Turin - Lundi prochain, Moise Kean n'aura pas le problème d'arriver en retard au rassemblement car il est disqualifié et sautera donc les débuts du championnat. L'attaquant indiscipliné, que Massimiliano Allegri a exclu dimanche du match contre l'Atletico Madrid, précisément pour un retard, sera probablement condamné à une amende car la société ne tolère pas ces comportements.

Sera-ce suffisant pour inverser le cours?
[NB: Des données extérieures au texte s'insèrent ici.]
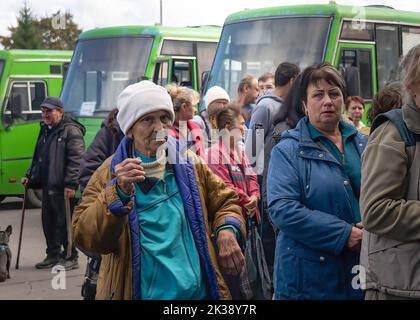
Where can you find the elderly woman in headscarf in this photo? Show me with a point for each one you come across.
(151, 209)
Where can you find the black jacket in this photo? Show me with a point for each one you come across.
(56, 160)
(103, 146)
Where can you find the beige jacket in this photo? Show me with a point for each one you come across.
(97, 230)
(390, 207)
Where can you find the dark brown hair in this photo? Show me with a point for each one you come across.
(245, 82)
(265, 76)
(357, 99)
(322, 71)
(388, 98)
(227, 116)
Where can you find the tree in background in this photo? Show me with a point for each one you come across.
(57, 31)
(27, 34)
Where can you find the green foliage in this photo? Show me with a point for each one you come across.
(27, 34)
(57, 31)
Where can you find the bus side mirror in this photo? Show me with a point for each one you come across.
(352, 79)
(16, 107)
(204, 79)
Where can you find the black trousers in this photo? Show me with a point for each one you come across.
(54, 222)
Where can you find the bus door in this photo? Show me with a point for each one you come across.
(20, 127)
(179, 70)
(357, 63)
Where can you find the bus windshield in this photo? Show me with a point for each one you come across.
(258, 46)
(100, 70)
(1, 67)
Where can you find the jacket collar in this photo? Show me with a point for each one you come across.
(411, 116)
(309, 148)
(176, 152)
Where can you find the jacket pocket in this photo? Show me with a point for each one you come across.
(396, 267)
(151, 284)
(321, 276)
(287, 283)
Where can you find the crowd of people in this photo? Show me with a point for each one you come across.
(168, 196)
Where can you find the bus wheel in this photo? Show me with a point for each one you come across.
(34, 198)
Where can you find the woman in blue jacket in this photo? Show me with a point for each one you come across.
(313, 192)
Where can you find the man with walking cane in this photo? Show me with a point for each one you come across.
(55, 169)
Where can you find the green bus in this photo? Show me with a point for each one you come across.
(106, 60)
(26, 78)
(364, 43)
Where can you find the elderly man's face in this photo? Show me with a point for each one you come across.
(52, 117)
(150, 131)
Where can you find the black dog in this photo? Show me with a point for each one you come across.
(5, 254)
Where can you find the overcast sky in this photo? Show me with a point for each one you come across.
(90, 14)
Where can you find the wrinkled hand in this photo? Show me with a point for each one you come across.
(24, 181)
(231, 258)
(355, 239)
(128, 172)
(69, 193)
(251, 206)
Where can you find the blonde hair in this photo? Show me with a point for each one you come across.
(180, 95)
(410, 70)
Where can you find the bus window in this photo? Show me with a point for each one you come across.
(177, 48)
(387, 54)
(258, 46)
(182, 73)
(410, 37)
(25, 100)
(205, 55)
(354, 30)
(1, 67)
(356, 67)
(38, 94)
(161, 73)
(106, 65)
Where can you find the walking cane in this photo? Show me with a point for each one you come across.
(21, 229)
(68, 222)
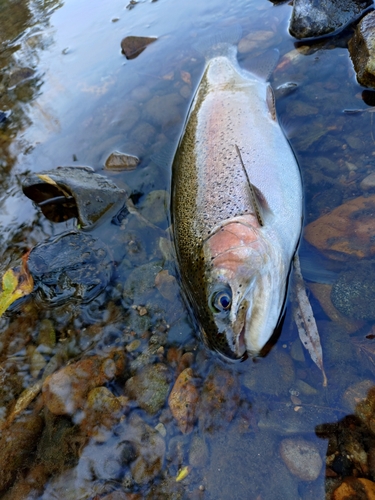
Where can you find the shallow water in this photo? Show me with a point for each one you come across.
(74, 98)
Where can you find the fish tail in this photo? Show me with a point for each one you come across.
(220, 43)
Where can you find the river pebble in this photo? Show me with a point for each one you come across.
(149, 387)
(356, 393)
(121, 161)
(353, 294)
(348, 229)
(150, 448)
(66, 390)
(353, 487)
(183, 401)
(302, 458)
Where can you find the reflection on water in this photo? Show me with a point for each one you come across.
(111, 421)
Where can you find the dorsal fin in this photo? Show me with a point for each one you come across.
(270, 98)
(254, 198)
Difficile, car le bombardier qui a grandi dans la pépinière de la Juventus est relatif. En 2017, Paolo Nicolato, alors CT des moins de 19 ans, a exclu Kean et Scamacca pour des raisons disciplinaires: ils avaient commis une fille qui avait fait perdre la patience à l'entraîneur.

En juin 2019, avant le défi décisif contre la Belgique des moins de 21 ans de Gigi di Biagio engagé dans le championnat d'Europe, Kean et Zaniolo se présentent tard au réveil du matin de la matinée, un comportement qui provoque l'exclusion de l'attaquant de Vercelli ( Zaniolo a plutôt été disqualifié).

Roberto Mancini quittera également les deux à la maison en septembre suivant contre l'Arménie et la Finlande pour avoir violé le code d'éthique. Ce n'est pas encore mieux dans l'expérience de Premier League avec la grève d'Averton: sur le deuxième retard lors de la réunion technique, l'entraîneur Marco Silva l'envoie dans les tribunes dans le match contre Southampton.

Et le club se met très en colère lorsque Kean participe à une fête en quarantaine. Ce ne sont pas seulement les filles, mais plutôt un comportement méprisant: doté de talent et de toutes les qualités pour émerger et devenir le protagoniste, comme cela l'a été au PSG, Moise se laisse aller à sa superficialité imparable.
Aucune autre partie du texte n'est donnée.